7 de maio de 2009

O FIM DA ELITE


Nei Duclós

“Porque não!” deveria ser a resposta para a célebre pergunta: “Por que não?”, que foi a deixa para toda espécie de barbaridade ser cometida em nome da liberdade. Hoje, temos gentinha no poder em todo o mundo. Vejam o caso do Berlusconi e sua semsorte, lavando roupa suja em público. Aliás, a volta de Berlusconi ao poder já é um escândalo. Vejam o presidente francês com sua stripper como primeira dama. Vejam o caso Eduardo Suplicy-Mônica Dallari, inserido na farra das passagens.

Vejam o presidente argentino elegendo a esposa para a presidência. Vejam a família italiana do presidente de país gerenciado pelo “cara”. Vejam a Hillary pedindo desculpas em nome do governo Obama, como se “foi mal, aí” lavasse a desonra de matar mais de cem civis no Afeganistão, arrasar aldeias miseráveis, massacrar crianças. Obama , o “sem medo de ser feliz”, o “Yes we can”, é o culpado pelo morticínio. Obama não é afro, é americano. Não veio do Terceiro Mundo nem se identifica com ele, faz parte da gang que domina o mundo e que nada tem a ver com o conceito de elite, de liderança ungida pela meritocracia.

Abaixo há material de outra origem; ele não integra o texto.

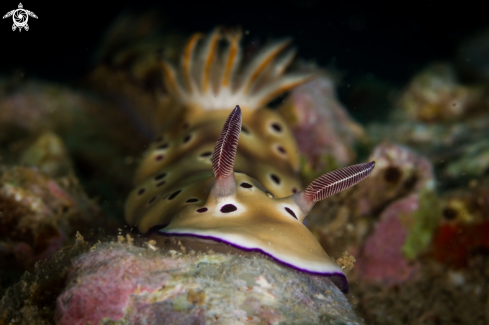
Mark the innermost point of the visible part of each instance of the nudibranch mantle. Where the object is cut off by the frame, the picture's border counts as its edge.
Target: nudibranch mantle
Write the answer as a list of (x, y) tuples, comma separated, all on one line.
[(245, 196)]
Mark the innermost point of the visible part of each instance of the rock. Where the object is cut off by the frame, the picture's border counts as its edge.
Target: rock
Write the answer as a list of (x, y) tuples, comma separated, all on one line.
[(39, 215), (435, 95), (125, 284), (320, 123), (49, 154)]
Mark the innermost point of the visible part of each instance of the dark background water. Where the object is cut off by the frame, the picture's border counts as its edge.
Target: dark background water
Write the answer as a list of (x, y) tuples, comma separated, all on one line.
[(386, 41)]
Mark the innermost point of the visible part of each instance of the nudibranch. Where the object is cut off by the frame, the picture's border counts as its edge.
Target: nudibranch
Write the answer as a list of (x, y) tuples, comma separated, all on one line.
[(246, 196)]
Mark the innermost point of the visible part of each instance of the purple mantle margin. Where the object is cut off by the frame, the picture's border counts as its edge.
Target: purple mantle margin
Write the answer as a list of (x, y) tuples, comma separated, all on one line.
[(339, 279)]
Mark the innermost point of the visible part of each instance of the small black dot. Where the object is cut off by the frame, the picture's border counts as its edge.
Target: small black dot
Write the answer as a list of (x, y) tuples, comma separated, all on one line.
[(228, 208), (160, 176), (291, 212), (275, 178), (277, 127), (174, 194)]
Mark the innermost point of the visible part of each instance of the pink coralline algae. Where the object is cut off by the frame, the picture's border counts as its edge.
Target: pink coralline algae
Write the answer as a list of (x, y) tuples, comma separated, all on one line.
[(321, 125), (382, 259), (133, 285)]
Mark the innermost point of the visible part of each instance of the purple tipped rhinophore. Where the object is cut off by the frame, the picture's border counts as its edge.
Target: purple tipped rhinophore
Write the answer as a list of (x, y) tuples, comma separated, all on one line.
[(337, 181), (226, 145)]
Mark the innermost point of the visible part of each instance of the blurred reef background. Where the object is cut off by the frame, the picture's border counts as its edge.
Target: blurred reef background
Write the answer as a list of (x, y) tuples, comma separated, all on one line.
[(406, 85)]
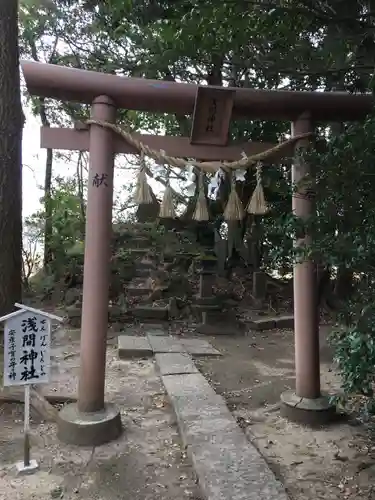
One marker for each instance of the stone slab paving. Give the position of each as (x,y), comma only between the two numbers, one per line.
(175,363)
(131,346)
(228,466)
(199,347)
(165,344)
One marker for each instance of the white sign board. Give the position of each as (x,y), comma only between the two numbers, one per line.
(27,340)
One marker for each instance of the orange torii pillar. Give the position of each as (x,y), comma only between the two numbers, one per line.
(306,404)
(91,421)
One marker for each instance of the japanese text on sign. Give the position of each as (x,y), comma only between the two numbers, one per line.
(26,349)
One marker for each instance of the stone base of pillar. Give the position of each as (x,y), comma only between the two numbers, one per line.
(88,429)
(311,412)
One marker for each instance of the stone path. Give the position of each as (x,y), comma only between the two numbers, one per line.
(228,466)
(131,346)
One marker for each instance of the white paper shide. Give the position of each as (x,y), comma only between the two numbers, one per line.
(27,339)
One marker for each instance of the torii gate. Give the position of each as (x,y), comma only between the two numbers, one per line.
(91,421)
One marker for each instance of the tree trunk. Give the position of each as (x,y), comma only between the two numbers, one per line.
(11,123)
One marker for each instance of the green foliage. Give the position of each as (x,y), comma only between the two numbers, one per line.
(297,44)
(67,222)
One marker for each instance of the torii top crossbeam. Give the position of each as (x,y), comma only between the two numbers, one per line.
(68,84)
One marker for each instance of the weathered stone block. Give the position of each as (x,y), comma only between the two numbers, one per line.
(130,346)
(165,344)
(175,363)
(148,312)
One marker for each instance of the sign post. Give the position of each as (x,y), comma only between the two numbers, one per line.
(27,361)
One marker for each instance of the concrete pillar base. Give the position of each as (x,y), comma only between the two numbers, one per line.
(311,412)
(88,429)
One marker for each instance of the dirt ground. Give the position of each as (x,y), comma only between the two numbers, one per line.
(146,463)
(333,463)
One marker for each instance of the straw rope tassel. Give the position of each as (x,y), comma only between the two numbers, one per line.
(234,209)
(201,209)
(143,192)
(257,204)
(167,210)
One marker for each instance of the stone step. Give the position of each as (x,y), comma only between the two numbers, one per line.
(227,464)
(139,252)
(131,346)
(139,288)
(142,272)
(272,322)
(145,312)
(145,264)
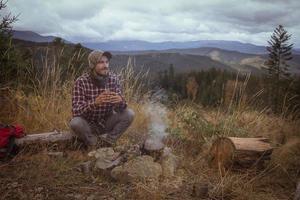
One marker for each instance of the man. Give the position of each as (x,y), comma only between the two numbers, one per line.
(99,109)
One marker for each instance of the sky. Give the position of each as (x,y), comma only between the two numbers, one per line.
(249,21)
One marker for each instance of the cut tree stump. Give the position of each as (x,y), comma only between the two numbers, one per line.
(234,152)
(45,138)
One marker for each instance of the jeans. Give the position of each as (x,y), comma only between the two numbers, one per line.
(115,126)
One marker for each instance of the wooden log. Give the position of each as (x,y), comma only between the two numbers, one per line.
(228,152)
(45,138)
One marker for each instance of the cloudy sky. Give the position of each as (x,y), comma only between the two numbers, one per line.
(158,20)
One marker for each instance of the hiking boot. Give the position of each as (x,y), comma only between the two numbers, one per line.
(106,140)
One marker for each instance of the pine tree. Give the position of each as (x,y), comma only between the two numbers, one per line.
(280,51)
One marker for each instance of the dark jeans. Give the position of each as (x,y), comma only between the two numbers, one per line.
(115,126)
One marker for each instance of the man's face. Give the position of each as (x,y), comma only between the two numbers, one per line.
(102,66)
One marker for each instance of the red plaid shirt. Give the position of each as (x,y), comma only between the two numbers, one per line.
(85,93)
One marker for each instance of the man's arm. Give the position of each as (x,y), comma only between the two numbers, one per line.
(80,105)
(121,105)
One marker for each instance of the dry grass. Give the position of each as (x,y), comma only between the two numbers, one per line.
(192,129)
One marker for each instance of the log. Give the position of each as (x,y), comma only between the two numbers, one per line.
(234,152)
(49,137)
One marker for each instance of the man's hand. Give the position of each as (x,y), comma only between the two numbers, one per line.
(108,97)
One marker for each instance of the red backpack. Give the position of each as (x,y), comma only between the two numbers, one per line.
(7,135)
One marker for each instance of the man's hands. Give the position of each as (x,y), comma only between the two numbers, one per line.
(108,97)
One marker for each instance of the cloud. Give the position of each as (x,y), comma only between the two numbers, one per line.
(157,20)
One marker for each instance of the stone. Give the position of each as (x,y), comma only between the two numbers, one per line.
(153,143)
(106,158)
(141,168)
(173,185)
(200,190)
(85,167)
(169,162)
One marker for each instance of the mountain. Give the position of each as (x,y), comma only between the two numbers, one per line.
(234,59)
(33,37)
(183,60)
(143,45)
(156,62)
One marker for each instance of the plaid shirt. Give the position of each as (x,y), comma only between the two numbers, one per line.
(85,93)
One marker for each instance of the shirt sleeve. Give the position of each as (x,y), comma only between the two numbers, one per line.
(80,106)
(122,105)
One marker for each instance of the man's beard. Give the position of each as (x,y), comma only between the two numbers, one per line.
(99,79)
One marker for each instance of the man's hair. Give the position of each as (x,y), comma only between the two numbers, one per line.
(95,56)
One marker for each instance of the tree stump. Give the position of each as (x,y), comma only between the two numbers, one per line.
(234,152)
(49,137)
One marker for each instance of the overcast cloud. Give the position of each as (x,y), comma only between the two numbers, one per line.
(158,20)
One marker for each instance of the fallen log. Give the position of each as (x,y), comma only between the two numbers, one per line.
(45,138)
(234,152)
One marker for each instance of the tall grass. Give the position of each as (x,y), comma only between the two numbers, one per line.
(45,104)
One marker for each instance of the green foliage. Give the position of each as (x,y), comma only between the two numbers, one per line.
(280,51)
(12,63)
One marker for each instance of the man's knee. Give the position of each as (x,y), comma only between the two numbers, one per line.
(129,114)
(77,123)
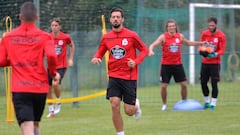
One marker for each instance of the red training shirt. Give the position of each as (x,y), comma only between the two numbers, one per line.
(121,46)
(23,49)
(172,49)
(218,42)
(60,44)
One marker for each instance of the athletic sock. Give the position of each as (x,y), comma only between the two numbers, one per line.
(207,99)
(51,108)
(214,101)
(120,133)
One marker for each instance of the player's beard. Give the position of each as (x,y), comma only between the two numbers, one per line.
(116,25)
(213,30)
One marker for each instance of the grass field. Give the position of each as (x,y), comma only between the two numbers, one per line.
(93,117)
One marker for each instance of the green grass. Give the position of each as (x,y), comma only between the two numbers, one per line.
(93,117)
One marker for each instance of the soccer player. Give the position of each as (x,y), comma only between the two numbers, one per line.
(61,41)
(210,67)
(122,45)
(171,63)
(23,49)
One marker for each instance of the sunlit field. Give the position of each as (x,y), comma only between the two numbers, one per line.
(93,117)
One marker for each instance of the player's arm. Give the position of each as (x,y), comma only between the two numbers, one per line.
(97,58)
(157,42)
(72,50)
(191,43)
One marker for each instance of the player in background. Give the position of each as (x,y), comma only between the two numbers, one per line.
(171,62)
(23,49)
(61,41)
(210,67)
(122,45)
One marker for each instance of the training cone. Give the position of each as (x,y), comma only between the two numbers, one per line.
(188,105)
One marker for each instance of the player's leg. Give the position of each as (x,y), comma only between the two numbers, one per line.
(204,78)
(39,105)
(165,76)
(23,107)
(27,128)
(215,78)
(164,95)
(180,77)
(114,97)
(50,96)
(131,103)
(116,114)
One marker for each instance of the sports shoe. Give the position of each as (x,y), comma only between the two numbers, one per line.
(138,113)
(164,108)
(212,107)
(50,115)
(57,108)
(206,105)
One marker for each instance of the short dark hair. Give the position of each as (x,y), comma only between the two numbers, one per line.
(28,11)
(212,19)
(116,9)
(56,20)
(171,21)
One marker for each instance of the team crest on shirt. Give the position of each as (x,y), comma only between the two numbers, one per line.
(177,40)
(58,49)
(118,52)
(124,41)
(173,48)
(60,42)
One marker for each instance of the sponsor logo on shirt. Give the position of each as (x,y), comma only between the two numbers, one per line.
(124,42)
(58,49)
(60,42)
(24,40)
(173,48)
(118,52)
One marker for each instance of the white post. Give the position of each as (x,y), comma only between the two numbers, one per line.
(191,48)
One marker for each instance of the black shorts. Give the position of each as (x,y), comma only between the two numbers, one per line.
(124,89)
(28,106)
(177,71)
(61,71)
(210,70)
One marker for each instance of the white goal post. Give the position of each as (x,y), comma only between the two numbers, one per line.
(192,7)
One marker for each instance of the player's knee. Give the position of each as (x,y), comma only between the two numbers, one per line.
(130,111)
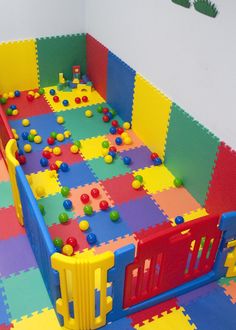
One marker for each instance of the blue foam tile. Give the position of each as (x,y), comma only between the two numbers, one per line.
(44,125)
(78,175)
(104,228)
(212,312)
(120,86)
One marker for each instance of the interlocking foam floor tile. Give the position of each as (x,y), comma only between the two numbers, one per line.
(6,198)
(69,229)
(27,108)
(47,179)
(140,157)
(83,127)
(46,320)
(18,66)
(92,148)
(20,259)
(136,142)
(78,175)
(141,213)
(44,125)
(53,206)
(156,178)
(31,293)
(105,229)
(120,188)
(78,206)
(9,224)
(104,171)
(176,201)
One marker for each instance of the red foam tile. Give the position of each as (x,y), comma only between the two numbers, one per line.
(222,190)
(9,224)
(97,62)
(28,109)
(120,188)
(149,313)
(71,228)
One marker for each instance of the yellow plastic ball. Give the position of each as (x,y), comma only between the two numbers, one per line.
(67,250)
(56,151)
(60,137)
(27,148)
(84,225)
(60,120)
(37,139)
(126,125)
(88,113)
(25,122)
(40,191)
(108,159)
(136,184)
(74,149)
(33,132)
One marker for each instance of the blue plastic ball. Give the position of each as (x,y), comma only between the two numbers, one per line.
(118,141)
(179,219)
(91,238)
(52,91)
(65,103)
(157,161)
(67,204)
(44,162)
(17,93)
(127,160)
(64,167)
(25,135)
(112,130)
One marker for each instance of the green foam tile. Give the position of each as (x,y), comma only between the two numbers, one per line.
(6,198)
(26,293)
(190,152)
(59,54)
(104,171)
(53,206)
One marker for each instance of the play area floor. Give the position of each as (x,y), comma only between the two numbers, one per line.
(24,303)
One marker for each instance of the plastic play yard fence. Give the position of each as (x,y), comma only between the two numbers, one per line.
(90,290)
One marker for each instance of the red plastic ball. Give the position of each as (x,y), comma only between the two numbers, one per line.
(85,98)
(51,140)
(105,118)
(77,100)
(113,148)
(56,98)
(95,193)
(115,123)
(120,130)
(72,241)
(84,198)
(103,205)
(154,155)
(46,154)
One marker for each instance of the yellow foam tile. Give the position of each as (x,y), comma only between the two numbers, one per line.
(156,178)
(175,320)
(46,320)
(92,147)
(47,179)
(18,66)
(151,112)
(93,98)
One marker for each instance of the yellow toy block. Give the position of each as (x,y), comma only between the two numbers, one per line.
(156,178)
(46,181)
(18,66)
(151,112)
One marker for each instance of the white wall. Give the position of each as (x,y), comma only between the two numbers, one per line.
(190,56)
(35,18)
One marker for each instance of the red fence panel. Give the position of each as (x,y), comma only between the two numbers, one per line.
(169,258)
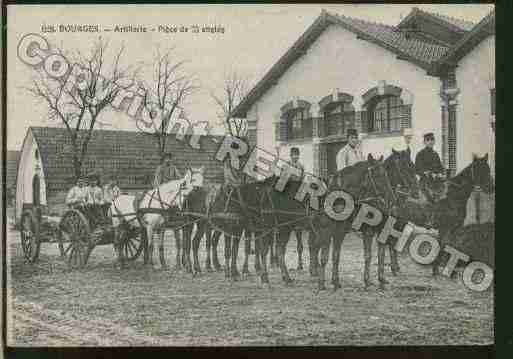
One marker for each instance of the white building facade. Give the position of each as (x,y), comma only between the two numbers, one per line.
(348,73)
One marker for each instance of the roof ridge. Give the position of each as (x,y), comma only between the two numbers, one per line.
(449,19)
(361,20)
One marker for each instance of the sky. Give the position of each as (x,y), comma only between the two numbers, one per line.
(254,38)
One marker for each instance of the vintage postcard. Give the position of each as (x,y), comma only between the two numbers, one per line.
(250,175)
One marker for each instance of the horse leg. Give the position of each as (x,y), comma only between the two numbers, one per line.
(274,255)
(258,244)
(283,239)
(227,254)
(208,245)
(299,240)
(247,250)
(265,245)
(335,260)
(118,247)
(195,245)
(313,248)
(149,233)
(179,249)
(235,253)
(381,265)
(324,242)
(367,255)
(161,250)
(215,258)
(394,263)
(186,254)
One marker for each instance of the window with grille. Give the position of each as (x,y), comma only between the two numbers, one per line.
(388,114)
(299,124)
(492,99)
(338,118)
(451,139)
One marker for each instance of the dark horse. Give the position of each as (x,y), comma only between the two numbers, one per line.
(450,212)
(367,182)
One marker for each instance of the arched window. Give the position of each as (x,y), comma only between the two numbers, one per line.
(385,110)
(338,117)
(296,121)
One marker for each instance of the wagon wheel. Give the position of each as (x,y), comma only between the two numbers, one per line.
(30,240)
(131,242)
(74,240)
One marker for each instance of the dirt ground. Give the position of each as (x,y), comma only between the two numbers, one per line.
(103,306)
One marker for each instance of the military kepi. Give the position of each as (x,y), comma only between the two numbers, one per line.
(352,132)
(429,136)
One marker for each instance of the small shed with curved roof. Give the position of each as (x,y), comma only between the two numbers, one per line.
(45,171)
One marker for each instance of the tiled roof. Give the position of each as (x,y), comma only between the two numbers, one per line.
(11,167)
(422,53)
(459,23)
(483,29)
(131,156)
(394,40)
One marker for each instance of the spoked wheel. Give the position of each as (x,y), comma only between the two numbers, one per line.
(131,241)
(30,236)
(74,240)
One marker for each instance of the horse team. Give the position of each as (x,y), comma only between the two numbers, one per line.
(260,211)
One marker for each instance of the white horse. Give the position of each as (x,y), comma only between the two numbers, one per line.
(152,208)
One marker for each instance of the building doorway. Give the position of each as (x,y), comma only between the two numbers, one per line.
(332,150)
(36,191)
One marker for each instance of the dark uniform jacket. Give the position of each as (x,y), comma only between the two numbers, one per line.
(165,173)
(428,160)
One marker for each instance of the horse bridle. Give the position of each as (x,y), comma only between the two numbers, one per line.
(380,197)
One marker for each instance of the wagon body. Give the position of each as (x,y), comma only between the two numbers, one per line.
(76,235)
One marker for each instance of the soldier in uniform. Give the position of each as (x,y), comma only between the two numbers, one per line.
(429,167)
(431,172)
(351,152)
(164,173)
(77,195)
(294,162)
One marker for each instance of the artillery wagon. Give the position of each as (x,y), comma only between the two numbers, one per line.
(45,174)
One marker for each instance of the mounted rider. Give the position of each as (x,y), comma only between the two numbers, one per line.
(351,153)
(430,169)
(167,172)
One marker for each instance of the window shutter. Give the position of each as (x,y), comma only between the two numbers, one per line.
(492,99)
(406,116)
(281,130)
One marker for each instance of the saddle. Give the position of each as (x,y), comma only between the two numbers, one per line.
(434,189)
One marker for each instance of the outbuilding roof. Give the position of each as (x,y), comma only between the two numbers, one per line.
(130,156)
(416,50)
(485,28)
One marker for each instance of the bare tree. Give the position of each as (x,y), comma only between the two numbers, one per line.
(77,104)
(164,98)
(235,87)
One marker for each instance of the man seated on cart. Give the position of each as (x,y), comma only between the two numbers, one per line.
(95,200)
(167,172)
(110,192)
(77,195)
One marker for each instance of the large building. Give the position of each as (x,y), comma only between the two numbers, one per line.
(430,73)
(45,170)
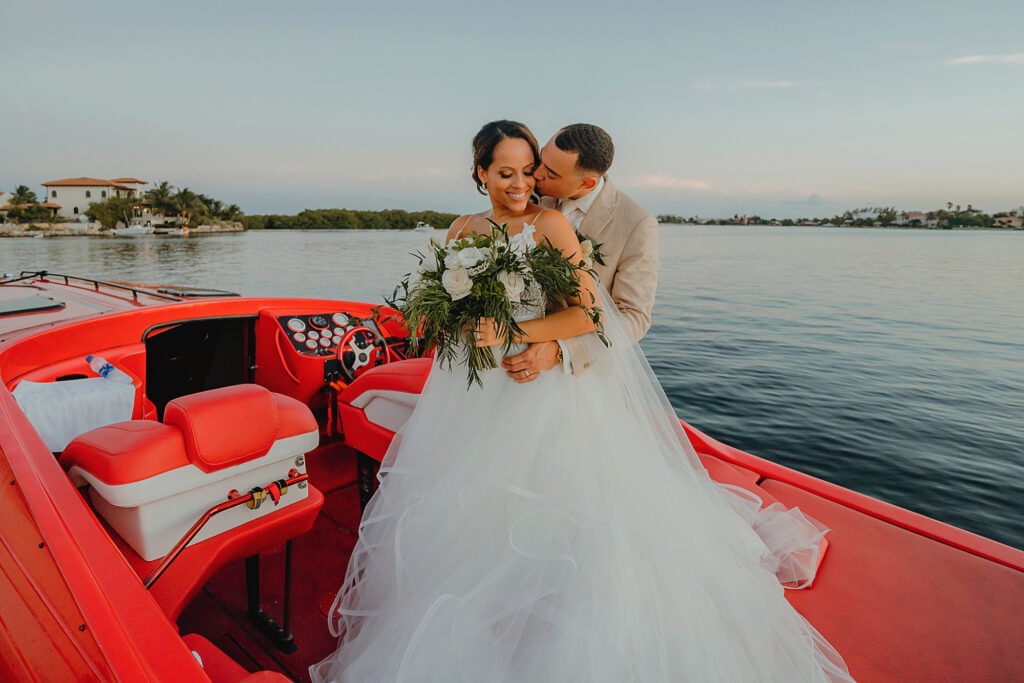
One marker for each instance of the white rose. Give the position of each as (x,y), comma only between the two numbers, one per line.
(514,284)
(587,250)
(426,265)
(457,283)
(470,256)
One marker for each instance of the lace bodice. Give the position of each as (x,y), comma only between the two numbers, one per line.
(531,303)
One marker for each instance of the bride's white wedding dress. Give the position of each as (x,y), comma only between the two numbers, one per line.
(563,529)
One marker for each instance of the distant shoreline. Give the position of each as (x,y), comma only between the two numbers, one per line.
(92,230)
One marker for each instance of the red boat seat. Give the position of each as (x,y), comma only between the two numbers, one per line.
(379,401)
(151,481)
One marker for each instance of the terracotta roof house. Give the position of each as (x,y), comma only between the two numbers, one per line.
(73,196)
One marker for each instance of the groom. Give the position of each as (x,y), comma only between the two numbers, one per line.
(571,176)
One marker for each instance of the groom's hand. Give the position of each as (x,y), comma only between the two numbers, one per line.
(537,358)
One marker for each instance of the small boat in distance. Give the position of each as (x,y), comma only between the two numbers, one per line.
(133,230)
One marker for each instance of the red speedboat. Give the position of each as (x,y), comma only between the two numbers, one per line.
(192,520)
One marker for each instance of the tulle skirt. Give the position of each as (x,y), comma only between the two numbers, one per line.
(564,530)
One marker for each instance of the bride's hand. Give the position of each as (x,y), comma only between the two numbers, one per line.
(486,333)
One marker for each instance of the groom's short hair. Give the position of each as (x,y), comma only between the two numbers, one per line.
(592,144)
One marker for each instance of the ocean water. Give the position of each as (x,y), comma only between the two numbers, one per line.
(888,361)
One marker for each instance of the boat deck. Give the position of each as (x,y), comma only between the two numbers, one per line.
(318,562)
(900,596)
(877,597)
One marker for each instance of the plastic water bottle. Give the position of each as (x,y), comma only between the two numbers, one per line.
(107,371)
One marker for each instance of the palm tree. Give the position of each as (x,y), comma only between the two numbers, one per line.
(187,204)
(161,197)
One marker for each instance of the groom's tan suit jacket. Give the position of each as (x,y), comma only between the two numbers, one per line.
(628,235)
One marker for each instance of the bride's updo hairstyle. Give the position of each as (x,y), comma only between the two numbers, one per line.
(488,137)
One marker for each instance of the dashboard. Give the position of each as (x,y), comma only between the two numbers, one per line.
(320,334)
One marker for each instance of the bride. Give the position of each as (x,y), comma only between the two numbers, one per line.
(562,529)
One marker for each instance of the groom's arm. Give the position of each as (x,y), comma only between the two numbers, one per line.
(633,287)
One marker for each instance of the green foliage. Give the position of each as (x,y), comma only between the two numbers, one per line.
(29,213)
(193,207)
(112,211)
(482,275)
(23,195)
(347,219)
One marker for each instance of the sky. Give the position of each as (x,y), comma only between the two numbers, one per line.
(784,109)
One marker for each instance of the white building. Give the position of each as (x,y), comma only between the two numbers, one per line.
(75,195)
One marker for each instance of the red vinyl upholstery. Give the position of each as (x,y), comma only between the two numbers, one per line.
(360,432)
(127,452)
(212,441)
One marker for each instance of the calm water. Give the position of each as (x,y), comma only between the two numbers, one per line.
(889,361)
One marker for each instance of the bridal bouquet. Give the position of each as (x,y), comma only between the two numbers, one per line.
(483,275)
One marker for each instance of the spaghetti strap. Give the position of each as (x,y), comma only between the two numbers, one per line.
(464,219)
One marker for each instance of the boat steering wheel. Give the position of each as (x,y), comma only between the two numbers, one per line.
(359,349)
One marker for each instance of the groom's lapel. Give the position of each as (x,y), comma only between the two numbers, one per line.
(598,219)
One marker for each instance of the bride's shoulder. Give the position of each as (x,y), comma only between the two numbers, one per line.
(463,225)
(551,223)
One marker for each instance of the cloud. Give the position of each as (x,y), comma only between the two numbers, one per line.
(813,200)
(1015,59)
(667,181)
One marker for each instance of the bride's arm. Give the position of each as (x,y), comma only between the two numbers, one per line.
(569,322)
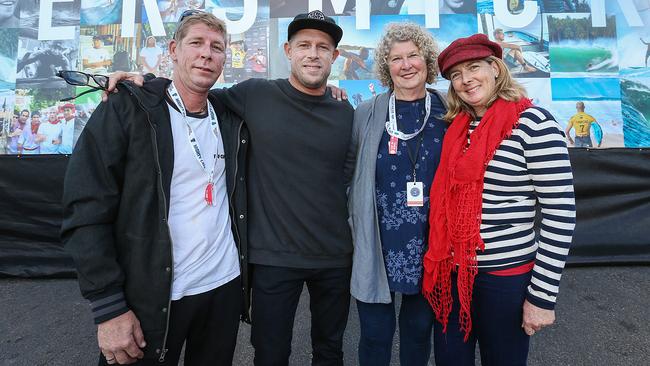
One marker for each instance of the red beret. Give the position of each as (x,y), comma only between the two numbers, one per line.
(473,47)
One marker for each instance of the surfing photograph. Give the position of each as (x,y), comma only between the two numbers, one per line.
(525,50)
(104,50)
(39,61)
(247,55)
(457,6)
(580,49)
(95,12)
(589,111)
(42,124)
(361,90)
(9,14)
(636,111)
(7,119)
(171,10)
(63,13)
(8,53)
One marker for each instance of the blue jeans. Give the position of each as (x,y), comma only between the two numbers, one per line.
(377,323)
(497,307)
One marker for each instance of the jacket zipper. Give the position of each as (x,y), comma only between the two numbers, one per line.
(232,211)
(163,350)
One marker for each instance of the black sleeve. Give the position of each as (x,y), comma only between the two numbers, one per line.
(235,97)
(351,157)
(91,196)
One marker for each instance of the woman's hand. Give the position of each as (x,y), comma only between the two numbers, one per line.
(535,318)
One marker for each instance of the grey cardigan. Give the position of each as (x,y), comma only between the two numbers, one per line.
(369,281)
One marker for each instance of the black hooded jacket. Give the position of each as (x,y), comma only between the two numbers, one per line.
(116,203)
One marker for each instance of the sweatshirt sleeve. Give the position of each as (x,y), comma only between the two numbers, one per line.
(548,164)
(235,98)
(91,196)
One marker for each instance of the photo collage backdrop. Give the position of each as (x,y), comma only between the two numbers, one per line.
(562,59)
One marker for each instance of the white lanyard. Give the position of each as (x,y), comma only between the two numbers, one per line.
(391,124)
(196,149)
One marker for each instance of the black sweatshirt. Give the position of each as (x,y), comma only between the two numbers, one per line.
(296,182)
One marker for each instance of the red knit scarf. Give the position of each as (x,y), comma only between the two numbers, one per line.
(456,204)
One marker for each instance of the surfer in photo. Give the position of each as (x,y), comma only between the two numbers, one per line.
(353,62)
(8,14)
(512,49)
(582,123)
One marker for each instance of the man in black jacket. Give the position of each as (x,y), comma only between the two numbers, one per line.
(152,199)
(298,167)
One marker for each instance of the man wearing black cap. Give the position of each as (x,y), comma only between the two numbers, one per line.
(298,169)
(298,230)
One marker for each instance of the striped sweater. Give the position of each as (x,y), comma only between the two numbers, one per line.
(530,168)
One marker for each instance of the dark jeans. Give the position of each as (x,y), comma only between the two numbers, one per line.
(206,323)
(276,291)
(497,307)
(377,323)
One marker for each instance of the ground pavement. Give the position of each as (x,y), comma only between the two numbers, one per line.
(602,316)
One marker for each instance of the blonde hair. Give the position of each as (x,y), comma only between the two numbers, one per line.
(506,88)
(206,18)
(404,32)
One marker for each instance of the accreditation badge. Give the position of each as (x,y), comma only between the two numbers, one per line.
(392,145)
(414,194)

Claro, dizem os reaças, foram eleitos pelo povinho, então são gentinha. Picas. São impostos pela ditadura camaleônica, que usa o voto e as fraudes das votações para colocar quem eles bem entendem. Manipulam a mídia, o marketing, compram tudo e o resultado é esse. O povo não é culpado, é vítima. O povo lutou pela democracia e foi enganado, envolvido pelos tentáculos de antigos e novos donos do poder, que se revezam no gerenciamento de inúmeros butins.

Não gosto mais de falar mais destas merdas que infestam as mídias e os blogs. Prefiro ver e revisitar os filmes que valem a pena. Revi ontem o início de O Leitor (2008) e notei a competência do diretor Stephen Daldry no uso das cores e nas referências aos clássicos. Kate Winslet colocando a meia é Marlene Dietrich em O Anjo Azul (1930), de Josef von Sternberg. O lugar onde a ex-nazista mora é um prédio do passado, que fica em frente a uma obra, o alcance da modernidade. O rapaz quando faz a visita fatal, quando se dá a primeira transa, está impregnado pela cor vermelha de paredes e cortinas. Quando briga com ela, tudo vira ocre, velho. Um show.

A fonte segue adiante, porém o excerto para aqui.